Im Vorwege einer für Sonnabend (11. Mai) geplanten, erneuten Demonstration des als extremistisch eingestuften Netzwerks „Muslim Interaktiv“ auf dem Steindamm in Hamburg haben die Vereine „Kulturbrücke Hamburg“ und „Säkularer Islam“ sowie die Kurdische Gemeinde Deutschland Verantwortlichen in der Politik Forderungen zukommen lassen. Sie fordern, dass diese sich schnellstmöglich für ein Verbot islamistischer Organisationen wie „Muslim interaktiv“ einsetzen, wie die „Kulturbrücke“ am Dienstag mitteilte.

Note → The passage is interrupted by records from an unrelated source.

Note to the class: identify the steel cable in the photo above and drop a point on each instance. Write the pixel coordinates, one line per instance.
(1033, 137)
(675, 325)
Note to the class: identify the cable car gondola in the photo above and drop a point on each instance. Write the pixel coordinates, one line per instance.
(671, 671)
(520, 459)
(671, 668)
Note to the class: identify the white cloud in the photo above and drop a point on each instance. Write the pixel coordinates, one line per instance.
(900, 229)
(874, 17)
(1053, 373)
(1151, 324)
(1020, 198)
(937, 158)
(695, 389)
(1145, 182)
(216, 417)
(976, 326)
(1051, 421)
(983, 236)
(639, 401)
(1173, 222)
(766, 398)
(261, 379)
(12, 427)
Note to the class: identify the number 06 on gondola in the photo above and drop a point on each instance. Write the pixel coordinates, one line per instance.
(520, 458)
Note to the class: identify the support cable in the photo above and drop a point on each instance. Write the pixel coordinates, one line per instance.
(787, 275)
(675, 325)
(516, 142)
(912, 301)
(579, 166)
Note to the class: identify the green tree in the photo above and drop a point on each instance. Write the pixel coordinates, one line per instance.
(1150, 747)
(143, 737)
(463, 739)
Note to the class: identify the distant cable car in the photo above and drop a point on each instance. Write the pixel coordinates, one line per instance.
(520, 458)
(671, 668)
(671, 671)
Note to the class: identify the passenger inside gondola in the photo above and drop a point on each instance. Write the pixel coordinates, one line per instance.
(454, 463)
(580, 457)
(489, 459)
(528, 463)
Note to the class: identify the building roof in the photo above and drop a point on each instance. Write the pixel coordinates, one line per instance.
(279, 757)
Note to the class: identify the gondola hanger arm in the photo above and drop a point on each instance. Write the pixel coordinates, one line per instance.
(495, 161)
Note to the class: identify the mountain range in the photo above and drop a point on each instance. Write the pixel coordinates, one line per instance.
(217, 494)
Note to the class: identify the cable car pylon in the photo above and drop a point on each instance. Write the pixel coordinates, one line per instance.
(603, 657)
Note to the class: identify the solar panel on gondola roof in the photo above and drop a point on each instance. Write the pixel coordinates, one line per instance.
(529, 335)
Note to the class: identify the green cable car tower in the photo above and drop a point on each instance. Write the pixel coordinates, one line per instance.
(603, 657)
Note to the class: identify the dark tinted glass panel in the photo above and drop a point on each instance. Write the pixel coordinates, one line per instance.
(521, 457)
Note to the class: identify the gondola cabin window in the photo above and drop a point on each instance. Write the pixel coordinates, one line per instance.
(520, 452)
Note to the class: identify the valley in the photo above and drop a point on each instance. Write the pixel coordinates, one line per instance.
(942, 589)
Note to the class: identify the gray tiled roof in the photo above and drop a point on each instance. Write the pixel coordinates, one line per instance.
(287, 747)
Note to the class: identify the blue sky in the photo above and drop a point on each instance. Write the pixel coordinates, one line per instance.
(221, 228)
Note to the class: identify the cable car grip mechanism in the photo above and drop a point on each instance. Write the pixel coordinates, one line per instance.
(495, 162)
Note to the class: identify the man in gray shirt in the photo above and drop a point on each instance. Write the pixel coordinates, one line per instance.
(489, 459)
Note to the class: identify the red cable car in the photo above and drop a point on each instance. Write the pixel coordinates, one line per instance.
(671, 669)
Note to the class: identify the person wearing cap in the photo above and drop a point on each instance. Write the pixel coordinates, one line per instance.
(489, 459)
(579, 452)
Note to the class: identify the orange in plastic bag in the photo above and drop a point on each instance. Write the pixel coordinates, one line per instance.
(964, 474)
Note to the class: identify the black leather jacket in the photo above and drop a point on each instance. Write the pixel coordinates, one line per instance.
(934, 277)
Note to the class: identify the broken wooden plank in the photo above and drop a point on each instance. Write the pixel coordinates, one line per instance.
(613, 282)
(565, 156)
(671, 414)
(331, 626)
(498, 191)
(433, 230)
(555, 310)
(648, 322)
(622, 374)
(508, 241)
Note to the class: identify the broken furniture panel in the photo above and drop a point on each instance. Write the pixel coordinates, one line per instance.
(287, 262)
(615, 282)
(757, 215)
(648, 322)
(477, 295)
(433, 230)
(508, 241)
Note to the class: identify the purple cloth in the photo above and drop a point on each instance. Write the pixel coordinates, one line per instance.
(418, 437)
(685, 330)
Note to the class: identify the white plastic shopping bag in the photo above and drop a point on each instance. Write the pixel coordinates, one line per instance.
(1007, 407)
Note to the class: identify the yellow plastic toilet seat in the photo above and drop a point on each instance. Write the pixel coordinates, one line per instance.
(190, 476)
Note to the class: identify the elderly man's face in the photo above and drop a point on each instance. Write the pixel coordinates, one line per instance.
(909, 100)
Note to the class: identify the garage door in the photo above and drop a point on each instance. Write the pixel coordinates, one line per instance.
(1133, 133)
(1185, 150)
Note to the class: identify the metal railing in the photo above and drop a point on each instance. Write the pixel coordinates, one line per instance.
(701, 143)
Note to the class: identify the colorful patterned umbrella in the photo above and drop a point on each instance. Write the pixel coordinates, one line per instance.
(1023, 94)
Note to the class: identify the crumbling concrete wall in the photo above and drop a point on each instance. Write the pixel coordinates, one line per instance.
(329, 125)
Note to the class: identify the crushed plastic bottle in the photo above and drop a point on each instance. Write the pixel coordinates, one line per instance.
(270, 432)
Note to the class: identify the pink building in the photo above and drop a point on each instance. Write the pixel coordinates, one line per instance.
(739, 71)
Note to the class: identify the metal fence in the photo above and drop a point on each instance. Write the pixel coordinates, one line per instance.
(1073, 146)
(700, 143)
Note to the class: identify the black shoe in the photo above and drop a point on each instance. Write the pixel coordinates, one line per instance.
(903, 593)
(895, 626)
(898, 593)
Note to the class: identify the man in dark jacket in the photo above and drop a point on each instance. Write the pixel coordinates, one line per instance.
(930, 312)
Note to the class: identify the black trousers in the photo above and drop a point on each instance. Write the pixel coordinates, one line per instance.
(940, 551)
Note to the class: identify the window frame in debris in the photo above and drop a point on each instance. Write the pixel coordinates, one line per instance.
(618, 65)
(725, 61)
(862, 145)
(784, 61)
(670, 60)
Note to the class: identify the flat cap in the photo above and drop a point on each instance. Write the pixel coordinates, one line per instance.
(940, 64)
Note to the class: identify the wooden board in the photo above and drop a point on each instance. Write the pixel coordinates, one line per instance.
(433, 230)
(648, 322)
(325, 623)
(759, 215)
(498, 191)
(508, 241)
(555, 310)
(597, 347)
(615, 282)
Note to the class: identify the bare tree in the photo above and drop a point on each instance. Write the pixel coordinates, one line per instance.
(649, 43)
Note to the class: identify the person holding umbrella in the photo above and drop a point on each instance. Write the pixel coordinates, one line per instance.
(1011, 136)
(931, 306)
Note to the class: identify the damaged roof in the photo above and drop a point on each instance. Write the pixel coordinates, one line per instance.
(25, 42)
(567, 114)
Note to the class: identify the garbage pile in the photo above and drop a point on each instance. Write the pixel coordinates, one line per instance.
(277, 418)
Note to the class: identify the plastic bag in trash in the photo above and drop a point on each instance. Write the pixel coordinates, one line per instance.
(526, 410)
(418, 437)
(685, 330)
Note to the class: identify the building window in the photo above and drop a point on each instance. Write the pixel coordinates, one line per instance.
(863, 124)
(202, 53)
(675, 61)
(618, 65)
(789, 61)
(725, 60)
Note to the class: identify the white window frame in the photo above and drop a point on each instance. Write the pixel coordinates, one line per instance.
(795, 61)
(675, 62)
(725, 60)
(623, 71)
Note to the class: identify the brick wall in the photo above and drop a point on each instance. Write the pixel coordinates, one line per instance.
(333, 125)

Parlamentarier und Regierende müssten dafür sorgen, dass keine erneute öffentliche Verhöhnung des deutschen Rechtsstaates stattfinde, hieß es. Demokratiefeindliche Aktivitäten von „Muslim interaktiv“ und ähnlichen Organisationen seien zu unterbinden, „Muslim interaktiv“ müsse mit einem Betätigungsverbot belegt werden.
Die Beteiligten fordern nach eigenen Angaben zudem die Schließung des Islamischen Zentrums Hamburg (IZH) und die Umwandlung der „Blauen Moschee“ in eine interkulturelle und interreligiöse Begegnungsstätte. Auch solle der Staatsvertrag der Stadt Hamburg mit den Islamverbänden ausgesetzt werden. Stattdessen sei eine neue Form der Zusammenarbeit mit allen Hamburger Bürgerinnen und Bürgern muslimischen Glaubens oder muslimischer Herkunft zu finden - beispielsweise in Form eines Runden Tisches.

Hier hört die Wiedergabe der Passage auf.